Stimulus: $20 million for I-70, Colorado 9
summit daily news
Summit County, CO Colorado
Summit County will receive more than $30 million in federal funding for transportation projects as part of the stimulus bill aimed at jump-starting the moribund U.S. economy.
State officials this week announced that Colorado will receive more than $500 million for transportation projects statewide.
Some of the $317 million in federal highway funds ” $8 million ” will pay for Interstate-70 improvements between Vail Pass and Frisco, and an expansion of Colorado 9 to four lanes between Valley Brook Road and Coyne Valley will receive $12 million.
The county will receive another $10.3 million for construction of a new maintenance facility at the County Commons for Summit Stage and county vehicles.
“Getting funding for the Summit Stage and fleet-maintenance facility was huge,” said assistant county manager Thad Noll. “The facility was desperately needed, and we were on the verge of having to borrow a significant amount of money and deplete the very limited Transit Fund reserves to help pay for a new building.”
The federal boost will help the Summit Stage hang on to its reserve funds and delay or avoid service cuts, Noll said.
The Colorado-9 project will include a new pedestrian bridge and a retaining wall. The project also will relocate a bike path and improve drainage. Construction should begin in March.
The I-70 project includes needed repairs to bridges along the highway.
“It’s important to remember that this will likely not be the final list of projects to be funded with ARRA funds,” said Transportation Commission Chairman Bill Kaufman. “Colorado may receive additional funding, or some projects may have difficulty meeting construction schedules. The $1.4 billion in projects we had on our initial list far exceeds the $317 million we expect to receive. We have many more projects we can accelerate should Colorado receive more funding from this program.”
The funding was good news for 35-year county resident and former commissioner Gary Lindstrom.
“We have a four-season economy that’s based on the ability of people to get here, enjoy their time and get back home efficiently, and we haven’t been able to provide that for a long time,” Lindstrom said. “We reached capacity many years ago, as far as I’m concerned. Anything we do to address that will help the local economy.”
Aside from just the short-term infusion of cash, Lindstrom said the construction activity will help spur other parts of the local economy, from L.G. Everist, which provides road-construction material, to lodges, local shops and restaurants.
Adding some historic perspective to show the value of capital investment, Lindstrom said it’s important to remember that major construction projects such as I-70 and the Dillon Dam led to the birth of the Town of Silverthorne decades ago.
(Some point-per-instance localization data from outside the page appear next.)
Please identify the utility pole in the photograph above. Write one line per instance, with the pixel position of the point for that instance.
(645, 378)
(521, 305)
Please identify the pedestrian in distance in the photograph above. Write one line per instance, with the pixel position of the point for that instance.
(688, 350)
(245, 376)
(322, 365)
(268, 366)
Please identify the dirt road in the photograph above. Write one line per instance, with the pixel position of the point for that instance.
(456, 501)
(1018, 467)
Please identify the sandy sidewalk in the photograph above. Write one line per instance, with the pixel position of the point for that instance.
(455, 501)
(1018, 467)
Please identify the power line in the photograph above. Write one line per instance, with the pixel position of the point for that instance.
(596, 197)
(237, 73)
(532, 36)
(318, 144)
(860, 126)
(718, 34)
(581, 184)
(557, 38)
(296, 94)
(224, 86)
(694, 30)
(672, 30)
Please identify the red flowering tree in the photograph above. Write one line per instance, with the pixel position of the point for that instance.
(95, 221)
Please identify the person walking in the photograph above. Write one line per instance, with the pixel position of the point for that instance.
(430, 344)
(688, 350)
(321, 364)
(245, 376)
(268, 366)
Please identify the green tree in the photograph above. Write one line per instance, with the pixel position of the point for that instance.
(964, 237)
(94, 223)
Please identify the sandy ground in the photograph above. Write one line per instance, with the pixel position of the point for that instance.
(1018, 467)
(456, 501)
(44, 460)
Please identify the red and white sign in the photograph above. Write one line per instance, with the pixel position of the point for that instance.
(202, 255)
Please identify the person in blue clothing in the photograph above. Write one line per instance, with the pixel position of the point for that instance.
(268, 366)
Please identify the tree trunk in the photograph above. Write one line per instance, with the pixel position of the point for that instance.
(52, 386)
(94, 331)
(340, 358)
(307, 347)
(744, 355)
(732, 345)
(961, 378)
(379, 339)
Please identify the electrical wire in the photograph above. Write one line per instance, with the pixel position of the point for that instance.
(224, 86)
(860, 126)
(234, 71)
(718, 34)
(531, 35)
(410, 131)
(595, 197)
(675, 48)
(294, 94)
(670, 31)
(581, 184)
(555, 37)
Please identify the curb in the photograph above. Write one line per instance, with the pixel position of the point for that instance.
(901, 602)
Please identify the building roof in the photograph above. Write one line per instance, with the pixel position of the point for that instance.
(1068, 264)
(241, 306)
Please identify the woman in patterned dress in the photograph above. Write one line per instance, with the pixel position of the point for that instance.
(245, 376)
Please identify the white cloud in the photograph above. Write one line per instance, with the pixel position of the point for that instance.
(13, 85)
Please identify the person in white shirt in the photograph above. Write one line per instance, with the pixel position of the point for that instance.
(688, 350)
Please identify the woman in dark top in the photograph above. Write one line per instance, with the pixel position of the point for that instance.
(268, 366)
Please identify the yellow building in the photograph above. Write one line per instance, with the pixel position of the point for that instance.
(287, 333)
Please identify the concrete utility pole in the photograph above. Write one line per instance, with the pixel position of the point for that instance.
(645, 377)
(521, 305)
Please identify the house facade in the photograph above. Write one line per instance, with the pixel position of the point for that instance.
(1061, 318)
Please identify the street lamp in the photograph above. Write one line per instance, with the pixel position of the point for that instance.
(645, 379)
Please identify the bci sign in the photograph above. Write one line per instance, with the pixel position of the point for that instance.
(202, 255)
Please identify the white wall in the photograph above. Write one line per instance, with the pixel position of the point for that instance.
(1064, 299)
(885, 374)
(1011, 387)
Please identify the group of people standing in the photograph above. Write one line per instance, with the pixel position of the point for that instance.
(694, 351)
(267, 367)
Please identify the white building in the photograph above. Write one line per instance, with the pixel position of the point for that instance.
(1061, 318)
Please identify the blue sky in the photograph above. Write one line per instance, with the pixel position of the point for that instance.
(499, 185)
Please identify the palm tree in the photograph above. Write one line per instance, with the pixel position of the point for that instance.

The American Recovery and Re-investment Act, as it’s formally known, requires the state to have at least half of that $317 million committed to projects within 120 days. That means more of Colorado 9 could be expanded to four lanes if some other projects around the state don’t make the ready-to-go cut.
“It’s possible that funding (for Colorado 9) may become available in the next 120 days to a year because other projects around the state or nation may not be able to go forward,” Noll said, “but that’s a long shot.”